The team originally believed that the server hosting the repository had been hacked, but in a new post, Popov said:

“We no longer believe that the git.php.net server has been compromised. However, the database of the user master.php.net may have been leaked ”. Also, master.php.net has been migrated to a new main.php.net system.

Here are details Popov gave about the progress of the investigation:

“When the first malicious confirmation was made under Rasmus's name, my initial reaction was to reverse the change and revoke access to the confirmation from Rasmus's account, assuming he was an individual account hack. In hindsight, this action didn't really make sense, because no push was happening through Rasmus's account in particular. Any account with access to the php-src repository could have submitted under a fake name.

“When the second malicious commit was made under my own name, I looked at our gitolite installation logs to determine which account was actually being used to submit. However, although all adjacent commits were accounted for, there were no git-receive-pack entries for the two malicious commits, meaning that these two commits bypassed the gitolite infrastructure entirely. This was interpreted as probable proof of a server compromise.

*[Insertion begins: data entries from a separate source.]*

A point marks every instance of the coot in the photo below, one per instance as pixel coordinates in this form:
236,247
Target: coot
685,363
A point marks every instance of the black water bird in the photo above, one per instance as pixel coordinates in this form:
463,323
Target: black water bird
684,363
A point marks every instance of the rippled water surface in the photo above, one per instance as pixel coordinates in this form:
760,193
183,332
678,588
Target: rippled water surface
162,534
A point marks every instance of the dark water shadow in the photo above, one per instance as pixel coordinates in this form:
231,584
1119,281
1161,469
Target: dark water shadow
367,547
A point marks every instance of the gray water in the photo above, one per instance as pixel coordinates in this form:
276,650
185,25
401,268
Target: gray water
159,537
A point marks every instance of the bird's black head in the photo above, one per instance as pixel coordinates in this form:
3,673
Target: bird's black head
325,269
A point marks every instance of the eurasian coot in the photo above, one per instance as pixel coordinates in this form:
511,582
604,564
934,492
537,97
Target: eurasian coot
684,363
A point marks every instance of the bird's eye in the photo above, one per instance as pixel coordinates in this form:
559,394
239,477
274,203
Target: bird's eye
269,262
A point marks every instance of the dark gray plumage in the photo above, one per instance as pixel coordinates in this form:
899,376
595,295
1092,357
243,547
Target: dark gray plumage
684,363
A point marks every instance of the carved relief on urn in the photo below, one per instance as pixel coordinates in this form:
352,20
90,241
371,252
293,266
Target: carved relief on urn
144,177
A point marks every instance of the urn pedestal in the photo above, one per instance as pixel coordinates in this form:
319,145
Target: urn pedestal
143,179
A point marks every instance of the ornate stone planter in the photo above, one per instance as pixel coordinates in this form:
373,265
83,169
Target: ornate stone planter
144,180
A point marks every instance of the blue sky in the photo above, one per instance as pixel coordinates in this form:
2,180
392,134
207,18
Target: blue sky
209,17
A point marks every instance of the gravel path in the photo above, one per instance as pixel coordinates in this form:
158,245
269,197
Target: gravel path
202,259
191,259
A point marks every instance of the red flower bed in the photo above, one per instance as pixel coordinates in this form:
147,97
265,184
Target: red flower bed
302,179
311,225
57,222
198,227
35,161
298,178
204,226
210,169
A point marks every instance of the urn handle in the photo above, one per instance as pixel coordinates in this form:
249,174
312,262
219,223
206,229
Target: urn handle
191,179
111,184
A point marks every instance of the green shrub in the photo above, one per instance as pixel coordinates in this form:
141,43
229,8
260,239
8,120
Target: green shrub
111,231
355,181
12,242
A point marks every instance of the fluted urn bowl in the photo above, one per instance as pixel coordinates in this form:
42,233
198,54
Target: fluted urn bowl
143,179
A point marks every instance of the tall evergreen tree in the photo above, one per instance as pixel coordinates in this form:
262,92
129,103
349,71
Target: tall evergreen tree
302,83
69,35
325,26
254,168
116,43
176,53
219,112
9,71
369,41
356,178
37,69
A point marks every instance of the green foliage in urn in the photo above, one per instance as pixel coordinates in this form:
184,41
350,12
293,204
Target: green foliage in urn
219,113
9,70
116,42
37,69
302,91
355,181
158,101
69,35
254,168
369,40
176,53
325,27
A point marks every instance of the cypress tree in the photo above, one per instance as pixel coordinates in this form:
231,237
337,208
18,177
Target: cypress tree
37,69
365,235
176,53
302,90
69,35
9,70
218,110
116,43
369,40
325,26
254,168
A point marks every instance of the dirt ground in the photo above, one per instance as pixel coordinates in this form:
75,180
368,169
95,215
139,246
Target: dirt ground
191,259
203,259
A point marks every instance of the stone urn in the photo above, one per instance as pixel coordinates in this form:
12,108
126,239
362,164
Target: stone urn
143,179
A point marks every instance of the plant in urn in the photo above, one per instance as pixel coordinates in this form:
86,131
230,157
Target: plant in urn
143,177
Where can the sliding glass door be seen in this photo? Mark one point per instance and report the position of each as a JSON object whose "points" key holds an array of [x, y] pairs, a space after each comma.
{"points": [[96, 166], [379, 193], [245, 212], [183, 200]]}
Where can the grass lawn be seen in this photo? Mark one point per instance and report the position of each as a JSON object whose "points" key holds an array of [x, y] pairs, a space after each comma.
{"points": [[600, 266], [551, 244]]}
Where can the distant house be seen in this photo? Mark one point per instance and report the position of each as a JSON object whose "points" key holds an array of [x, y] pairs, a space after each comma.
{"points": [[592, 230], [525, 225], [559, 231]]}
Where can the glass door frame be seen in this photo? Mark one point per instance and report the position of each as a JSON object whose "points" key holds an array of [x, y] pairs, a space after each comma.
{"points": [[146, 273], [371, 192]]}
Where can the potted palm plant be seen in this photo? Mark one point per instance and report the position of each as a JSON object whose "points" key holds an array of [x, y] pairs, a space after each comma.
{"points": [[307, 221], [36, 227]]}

Actions that have now been taken include resetting all passwords and modify the code to use parameterized queries to protect against SQL injection attacks.

Using parameterized queries has been the best recommended practice for many years, and the fact that code that hasn't been running for that long in the heart of the PHP source code infrastructure shows just how insecure legacy code is in an organization if it is working and not causing obvious problems.

The master.php.net system, which is used for authentication and various administration tasks, I was running very old code on a very old PHP version / OS so some kind of vulnerability wouldn't be very surprising. Maintenance managers have made a number of changes to increase the security of this system:

  • master.php.net has been migrated to a new system (running PHP 8) and main.php.net has been renamed at the same time. Among other things, the new system is TLS 1.2 compliant, which means that you should no longer see the TLS version warnings when accessing this site.
  • The implementation has been moved to using parameterized queries, to ensure that SQL injections cannot occur.
  • Passwords are now stored using bcrypt.
  • Existing passwords have been reset (use main.php.net/forgot.php to generate a new one).